Singapore-listed Parkway Holdings is in the news due to the possible control war between Fortis Healthcare and Malaysian government's fund Khazanah Nasional Bhd. Last week, Khazanah, which holds 23.8% stake in Parkway, made an open offer to increase its stake to 51.5% at S$3.78 per share. Fortis, on the other hand, holds 25.37% stake in Parkway, making it the largest stakeholder in the company. This has given Fortis four seats on the board of directors besides making Malvinder Singh the chairman of Parkway.
In March, US-based private equity group TPG Capital sold its 23.9% stake in Parkway to Fortis for S$959 million, valuing the business at over S$4 billion for just S$123 million of profit. Now, if Fortis wants to make a counter offer to Khazanah's offer, then the Indian company will have to go for full open offer to buy Parkway. This is because Singapore's take-over rules do not allow parties who have bought shares in the last six months to carry out a partial offer. That could potentially cost Fortis at least S$3.1 billion to buy out the remaining shareholders in Parkway at Tuesday's market price.

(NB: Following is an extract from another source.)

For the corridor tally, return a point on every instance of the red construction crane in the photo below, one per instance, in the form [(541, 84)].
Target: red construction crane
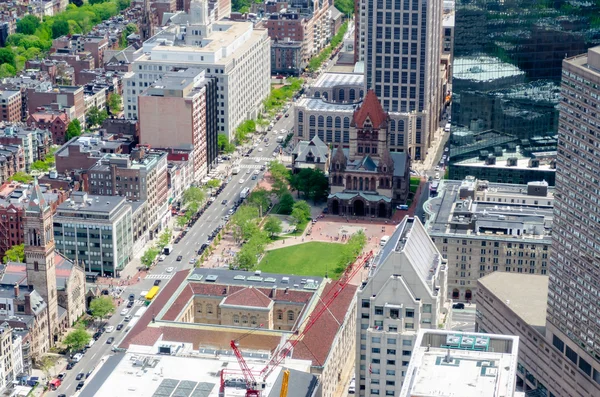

In other words, Fortis will have to shell out over S$4 billion, including the price it paid to TPG, for buying a company whose returns on shareholder's funds are just 7.7% for FY09. For 2009, Parkway's total revenues increased 7% to S$979.2 million compared with S$914.8 million a year ago. However, during the same period, its net profit increased 169% to S$124.9 million from S$43.4 million in the previous year due to better performance of its international operations.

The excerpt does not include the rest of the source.